As I turn toward the door with Jakub close behind me, I purposely do not look back at Aleksander. We made it through the first hurdle, I know we are both thinking. A lot is riding on this. On me.
Thirty-six minutes.
AS JAKUB ANDI enter the courtyard to the Behrmans’ apartment a few blocks away, he pulls me back from the door by the sleeve of my coat.
“What is it?” I ask, my heart seizing. Please don’t stop me.
“Let’s not fight, Bina. I’m so tired of fighting with you.” His eyes look like his father’s—baggy, sunken lids—a twenty-nine-year-old man who has aged forty years in the twenty-six months we’ve been here. And I hate myself right now. For hurting him, betraying him, humiliating him, lying to him. Everything I do is destroying this dignified man, breaking him down piece by piece.
“Jakub, I’m so sorry.” And I mean it. For this. For what is about to happen tonight and all the nights after that. You deserve a wife who loves you, who would die with you and your precious archives. A wife who sleeps with you and thinks of you—not your brother. A wife who does not volunteer to be the ghetto madame. You deserve so much more. But I can only give you less.

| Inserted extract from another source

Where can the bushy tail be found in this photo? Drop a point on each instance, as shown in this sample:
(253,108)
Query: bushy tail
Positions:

I lean over and kiss my husband fully on the mouth, tasting the beet soup on my lips. But for this one solitary moment, I’m not lying. He pulls back, looks at me, his tired eyes shining and his permanently disapproving mouth smiling for the first time in forever. An eye glint—like his brother’s—emerges for a split second, but then just as quickly, the muscle memory kicks in. He looks at me and sees the list. The spark extinguishes to a flicker and then it’s gone for good. He releases my sleeve, turns, and walks away, not knowing that his wife, a serial betrayer, will soon betray him once again.